Another interesting issue arises from our study when interpreting the riboflavin distribution at the endothelial level. Obviously, riboflavin does not penetrate the endothelial cell itself (
Fig. 4) and is found mainly in the intercellular space. As the mechanism of endothelial fluid transport has not been fully understood in detail until today,
32 this observation might help to analyze the paracellular water flow across the endothelium.
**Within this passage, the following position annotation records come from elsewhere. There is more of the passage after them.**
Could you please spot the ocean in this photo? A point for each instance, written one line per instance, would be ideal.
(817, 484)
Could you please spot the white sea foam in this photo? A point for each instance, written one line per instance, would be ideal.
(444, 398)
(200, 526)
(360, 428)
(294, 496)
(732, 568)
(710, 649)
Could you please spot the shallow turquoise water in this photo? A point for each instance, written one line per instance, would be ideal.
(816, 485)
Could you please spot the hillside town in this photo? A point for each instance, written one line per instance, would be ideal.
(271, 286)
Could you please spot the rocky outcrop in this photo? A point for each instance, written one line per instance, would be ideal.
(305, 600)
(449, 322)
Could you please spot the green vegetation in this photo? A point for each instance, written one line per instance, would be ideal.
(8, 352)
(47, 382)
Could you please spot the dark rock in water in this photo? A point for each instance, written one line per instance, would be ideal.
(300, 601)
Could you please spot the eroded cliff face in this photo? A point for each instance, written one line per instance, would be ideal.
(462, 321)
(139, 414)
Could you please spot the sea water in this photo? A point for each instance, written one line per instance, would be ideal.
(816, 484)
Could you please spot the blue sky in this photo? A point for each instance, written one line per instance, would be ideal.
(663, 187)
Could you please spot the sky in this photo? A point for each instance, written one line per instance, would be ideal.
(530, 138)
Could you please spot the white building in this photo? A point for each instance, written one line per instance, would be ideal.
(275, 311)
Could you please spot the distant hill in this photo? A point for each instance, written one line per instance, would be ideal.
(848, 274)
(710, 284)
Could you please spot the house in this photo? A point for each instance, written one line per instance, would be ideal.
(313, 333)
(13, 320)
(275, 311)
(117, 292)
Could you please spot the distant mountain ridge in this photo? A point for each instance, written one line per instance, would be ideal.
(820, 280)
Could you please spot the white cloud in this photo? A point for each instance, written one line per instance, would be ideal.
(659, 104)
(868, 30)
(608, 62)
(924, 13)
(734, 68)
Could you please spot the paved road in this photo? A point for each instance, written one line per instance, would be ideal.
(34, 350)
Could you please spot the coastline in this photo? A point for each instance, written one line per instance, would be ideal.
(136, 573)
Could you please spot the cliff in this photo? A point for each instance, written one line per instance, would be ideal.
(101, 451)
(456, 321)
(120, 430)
A limitation of the study is the use of 15% dextran as the osmotic active dilution, although in modern CXL, dextran has been frequently replaced by 1.1% HPMC. Another limitation occurs due to the areal averaging of the riboflavin concertation at the endothelial level. Locally (between the endothelial cells), a higher concentration may exist. However, due to the flat cylindrical shape and the tight-surface parallel arrangement of endothelial cells, this effect might be negligible. Human cadaver eyes might have a reduced endothelial cell metabolism, which can affect cellular riboflavin uptake or transport. In the near future, clinical in vivo two-photon imaging of the cornea will be available as an instrument to optimize the treatment parameters.
33,34
In conclusion, the results presented here reveal a riboflavin concentration at the endothelium substantially lower than initially anticipated. Based on our findings, the 400-μm rule is too high. New human endothelial UV safety thresholds need to be evaluated in order to determine a more solid guideline for thin corneas with a pachymetry of less than 400 μm.
35 In particular with respect to customized
36 and refractive CXL,
37 using substantially higher energy parameters, which are currently entering the clinical routine.